In most cases, the IRS applies the eighty percent rule, which means they are looking to get eighty percent of the value of the house. So, if you have a $300,000 house, $240,000 mortgage and a $60,000 tax lien on it, there is not enough equity.

Right of Redemption

The taxpayer has a right of redemption which can be a specific number of months for the taxpayer to come up with the funds to pay the amount the property sold for, plus a redemption premium, which can be somewhere around twenty percent.

For instance, if a buyer at a foreclosure auction bids $100,000 for the property, the buyer’s right to possess the property isn’t final. There is a window of time in which the taxpayer has an opportunity to redeem the property. The taxpayer would have to pay the buyer $120,000 and then they could redeem the property. If the taxpayer can’t or chooses not to do this, the taxpayer must surrender the property. The buyer would then be the new property owner. Remember, though, there is a mortgage still in place. So, the buyer would own the house, subject to the first mortgage, meaning if they want to keep the house, the buyer would need to make the necessary payments to the mortgage company.

It is worth noting that although mortgage companies do not have to be notified of the property foreclosure sale, most sophisticated mortgage companies and banks have people whose sole job is to look for these federal notices and match them up with properties that are secured by a loan from them. In other words, even if you do not notify the mortgage company about a federal tax lien or IRS foreclosure, they will most likely find out anyway.

Perhaps even more problematic is that the mortgage company can decide that if a federal tax lien goes into place, they can start their own foreclosure. This is because most deeds-of-trust say that an additional lien on the property constitutes a default on the first lien mortgage, freeing the deed-of-trust holder to foreclose on the property. It can get quite complicated quickly, which is why enlisting the help of an attorney can be key to success in cases like these.

 

Ways to Keep the IRS from Foreclosing on a Federal Tax Lien

There are two primary ways to keep the IRS from foreclosing on a federal tax lien, and they are:

  1. Pay the lien.
  2. Enter into some sort of installment program or offer in compromise. This can happen while the tax lien is in place.

Limited Life Span of a Federal Tax Lien

The fact is that federal tax liens have a ten-year life during which the IRS can collect the debt or reduce it to judgment. To reduce a lien to a judgment means filing in a court with proper jurisdiction and getting a court to issue a judgement against the taxpayer. This comes with its own administrative burdens and costs that the IRS will decide may or may not be worth doing.

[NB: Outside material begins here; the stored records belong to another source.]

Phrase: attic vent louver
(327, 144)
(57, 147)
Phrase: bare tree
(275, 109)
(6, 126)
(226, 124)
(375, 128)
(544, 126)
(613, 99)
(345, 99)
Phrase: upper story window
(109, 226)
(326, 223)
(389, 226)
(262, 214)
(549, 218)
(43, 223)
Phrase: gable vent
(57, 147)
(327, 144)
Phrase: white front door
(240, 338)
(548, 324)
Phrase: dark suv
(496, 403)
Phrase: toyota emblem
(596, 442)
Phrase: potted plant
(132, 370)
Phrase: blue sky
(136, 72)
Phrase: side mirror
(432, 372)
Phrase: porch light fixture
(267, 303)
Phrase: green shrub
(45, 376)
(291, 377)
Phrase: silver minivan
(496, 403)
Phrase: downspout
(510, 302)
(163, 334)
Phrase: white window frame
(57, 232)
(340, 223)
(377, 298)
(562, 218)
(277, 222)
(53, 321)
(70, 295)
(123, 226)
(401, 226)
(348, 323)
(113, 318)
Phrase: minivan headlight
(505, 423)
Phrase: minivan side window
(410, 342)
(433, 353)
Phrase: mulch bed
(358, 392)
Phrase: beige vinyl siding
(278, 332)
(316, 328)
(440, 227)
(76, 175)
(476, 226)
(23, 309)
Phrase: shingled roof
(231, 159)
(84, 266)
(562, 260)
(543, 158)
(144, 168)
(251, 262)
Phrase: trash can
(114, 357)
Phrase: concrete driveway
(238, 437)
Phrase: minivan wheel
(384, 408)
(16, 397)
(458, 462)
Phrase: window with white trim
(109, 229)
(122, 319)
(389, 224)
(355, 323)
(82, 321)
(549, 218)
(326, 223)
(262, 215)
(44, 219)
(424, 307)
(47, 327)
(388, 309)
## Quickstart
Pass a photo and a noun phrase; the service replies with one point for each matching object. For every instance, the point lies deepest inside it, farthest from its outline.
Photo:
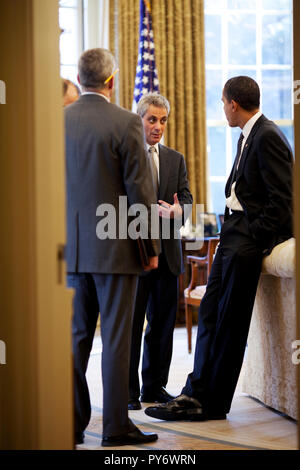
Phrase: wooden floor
(250, 425)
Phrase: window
(245, 37)
(71, 39)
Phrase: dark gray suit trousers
(114, 296)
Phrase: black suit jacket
(106, 158)
(173, 179)
(264, 184)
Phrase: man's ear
(234, 106)
(111, 83)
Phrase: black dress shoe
(160, 396)
(134, 437)
(182, 408)
(134, 404)
(79, 438)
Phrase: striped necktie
(152, 150)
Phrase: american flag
(146, 80)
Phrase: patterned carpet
(250, 425)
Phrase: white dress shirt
(232, 201)
(94, 93)
(155, 157)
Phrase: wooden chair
(194, 293)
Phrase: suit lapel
(247, 145)
(163, 171)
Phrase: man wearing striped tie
(258, 216)
(158, 291)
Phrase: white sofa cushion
(281, 261)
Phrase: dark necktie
(153, 168)
(235, 165)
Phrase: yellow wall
(297, 179)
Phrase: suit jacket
(264, 184)
(173, 179)
(105, 159)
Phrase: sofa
(269, 373)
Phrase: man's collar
(94, 93)
(155, 146)
(249, 124)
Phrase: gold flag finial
(147, 5)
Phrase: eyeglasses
(111, 76)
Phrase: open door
(36, 409)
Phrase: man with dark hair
(258, 216)
(106, 161)
(157, 293)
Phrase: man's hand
(168, 211)
(153, 263)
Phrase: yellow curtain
(178, 27)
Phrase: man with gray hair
(105, 162)
(158, 290)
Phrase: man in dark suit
(158, 290)
(106, 163)
(258, 216)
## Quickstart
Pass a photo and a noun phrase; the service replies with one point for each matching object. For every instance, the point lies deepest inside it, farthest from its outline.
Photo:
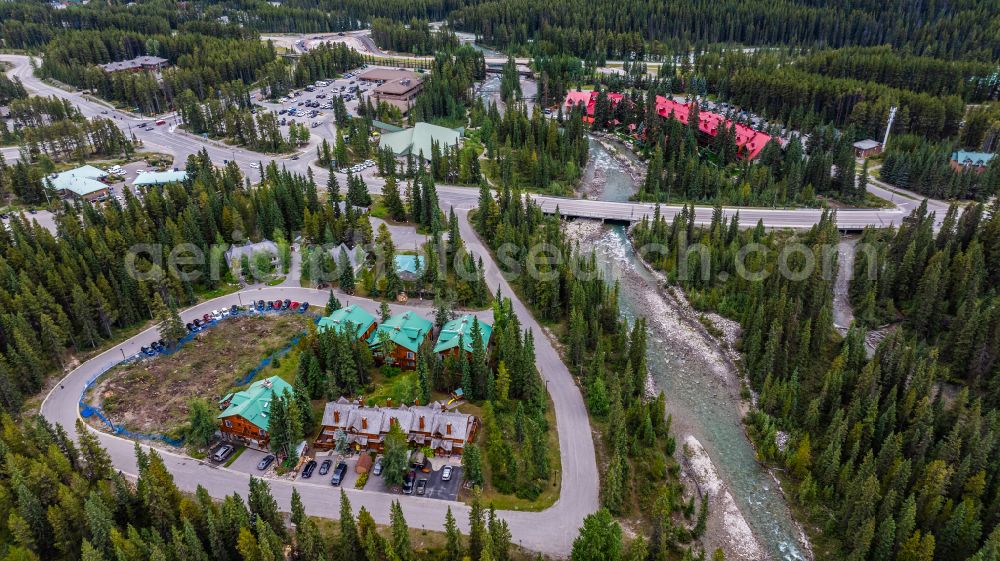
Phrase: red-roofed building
(589, 101)
(749, 141)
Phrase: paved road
(551, 531)
(170, 140)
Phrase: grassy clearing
(153, 395)
(547, 498)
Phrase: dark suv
(408, 482)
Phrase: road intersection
(550, 531)
(171, 140)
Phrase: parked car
(223, 452)
(408, 482)
(338, 474)
(265, 462)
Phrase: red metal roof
(749, 141)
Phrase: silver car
(223, 452)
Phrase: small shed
(867, 148)
(364, 464)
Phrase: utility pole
(888, 126)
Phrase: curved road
(173, 141)
(550, 531)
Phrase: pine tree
(600, 539)
(96, 461)
(453, 546)
(298, 510)
(201, 422)
(472, 465)
(477, 529)
(168, 321)
(349, 540)
(400, 533)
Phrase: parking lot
(436, 488)
(313, 104)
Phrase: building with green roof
(408, 267)
(407, 332)
(354, 316)
(84, 182)
(245, 418)
(457, 333)
(417, 140)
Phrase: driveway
(440, 489)
(247, 462)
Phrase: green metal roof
(459, 330)
(417, 140)
(406, 330)
(353, 315)
(409, 263)
(253, 403)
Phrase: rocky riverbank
(672, 327)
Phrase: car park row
(257, 307)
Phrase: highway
(550, 531)
(169, 139)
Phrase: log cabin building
(457, 334)
(365, 428)
(405, 333)
(245, 416)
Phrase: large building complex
(395, 87)
(365, 428)
(246, 414)
(138, 64)
(749, 141)
(83, 183)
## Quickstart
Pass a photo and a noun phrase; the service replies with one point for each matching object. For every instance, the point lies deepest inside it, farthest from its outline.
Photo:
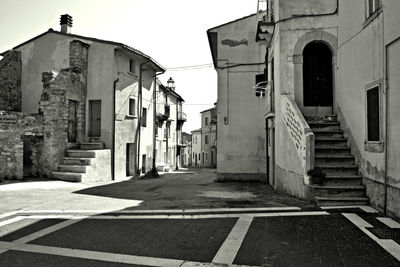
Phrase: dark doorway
(27, 156)
(95, 118)
(317, 75)
(130, 159)
(72, 119)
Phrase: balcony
(162, 111)
(181, 116)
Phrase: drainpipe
(113, 131)
(154, 170)
(140, 114)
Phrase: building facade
(196, 148)
(239, 61)
(170, 119)
(209, 138)
(93, 108)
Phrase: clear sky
(173, 32)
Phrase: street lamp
(171, 83)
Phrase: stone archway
(312, 37)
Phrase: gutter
(113, 132)
(139, 128)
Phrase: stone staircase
(89, 163)
(342, 184)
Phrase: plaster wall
(196, 148)
(241, 138)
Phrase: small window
(260, 78)
(144, 117)
(372, 6)
(132, 66)
(132, 107)
(373, 123)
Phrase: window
(132, 66)
(372, 6)
(373, 114)
(132, 107)
(144, 117)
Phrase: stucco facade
(118, 79)
(241, 141)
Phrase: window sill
(130, 117)
(373, 16)
(374, 147)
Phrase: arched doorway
(317, 76)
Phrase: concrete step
(329, 141)
(332, 150)
(342, 180)
(338, 190)
(81, 153)
(324, 133)
(326, 126)
(68, 176)
(334, 169)
(72, 168)
(321, 118)
(76, 161)
(321, 159)
(340, 201)
(91, 145)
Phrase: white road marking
(101, 256)
(227, 252)
(389, 245)
(389, 222)
(363, 207)
(12, 220)
(181, 216)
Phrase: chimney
(66, 23)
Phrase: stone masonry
(10, 81)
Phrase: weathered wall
(10, 81)
(391, 10)
(288, 37)
(14, 126)
(237, 102)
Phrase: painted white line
(101, 256)
(389, 222)
(46, 231)
(227, 252)
(161, 211)
(364, 208)
(389, 245)
(180, 216)
(8, 214)
(12, 220)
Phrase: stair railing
(299, 131)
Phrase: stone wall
(10, 81)
(13, 127)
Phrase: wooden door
(317, 77)
(94, 118)
(72, 119)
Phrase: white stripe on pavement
(389, 245)
(227, 252)
(389, 222)
(101, 256)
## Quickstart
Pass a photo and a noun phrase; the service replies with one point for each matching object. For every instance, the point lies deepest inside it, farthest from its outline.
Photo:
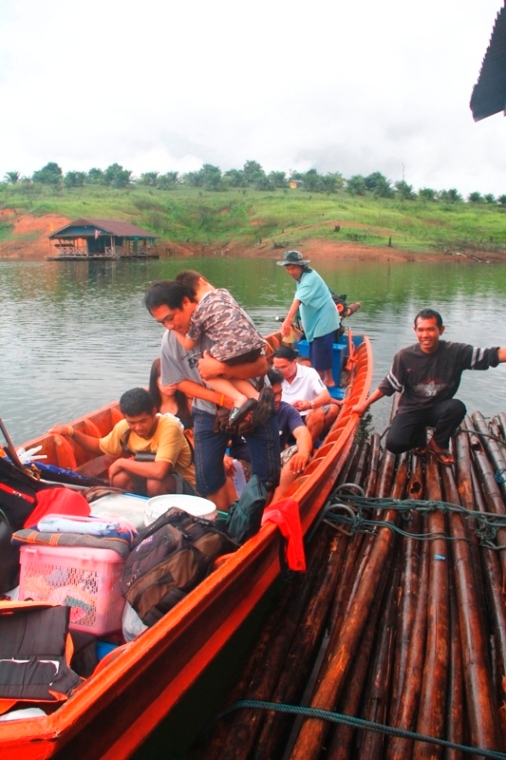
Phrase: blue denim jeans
(210, 447)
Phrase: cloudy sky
(351, 86)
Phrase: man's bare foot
(442, 455)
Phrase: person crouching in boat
(427, 375)
(303, 388)
(157, 458)
(295, 439)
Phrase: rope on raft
(350, 720)
(354, 507)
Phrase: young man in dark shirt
(427, 375)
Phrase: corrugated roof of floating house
(489, 93)
(86, 228)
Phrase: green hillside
(278, 218)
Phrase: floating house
(102, 239)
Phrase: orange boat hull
(137, 685)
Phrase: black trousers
(408, 428)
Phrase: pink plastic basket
(86, 579)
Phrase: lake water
(75, 335)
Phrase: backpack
(35, 652)
(245, 515)
(168, 559)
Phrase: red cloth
(285, 513)
(57, 501)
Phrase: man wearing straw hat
(427, 375)
(318, 312)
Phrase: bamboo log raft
(410, 582)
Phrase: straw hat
(293, 257)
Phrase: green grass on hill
(283, 217)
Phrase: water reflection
(75, 335)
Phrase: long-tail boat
(138, 684)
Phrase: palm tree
(12, 177)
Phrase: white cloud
(350, 87)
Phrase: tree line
(253, 176)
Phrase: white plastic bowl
(194, 505)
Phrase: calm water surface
(75, 335)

The statute of limitation (the 10-year life of the lien) could help some individuals in the long run. There have been cases where taxpayer has simply waited out the ten-year life of the lien and then the IRS released it. Typically, if you owe the IRS a couple hundred thousand dollars and the IRS chooses not to foreclose on their tax lien, you may be able to wait out the ten-year period without much of an issue. However, during that time, you will not be able to sell or refinance the house.

Generally, if the individual is current on payments and taxes, and the mortgage company gets all the required information, most banks are content to do nothing and simply accept their monthly repayment. Yet, if you have a federal tax lien and are behind on payments, the mortgage lender may choose to be strict simply because the risk is now greater.

 

In short, the IRS can foreclose on your property, but by understanding a federal tax lien you are taking steps toward preventing that from happening, or at the very least knowing what to expect if it does become a reality. Whichever situation you find yourself in, enlist the help of a reputable tax attorney to make sure your rights are protected and that the actions you take best serve your interests.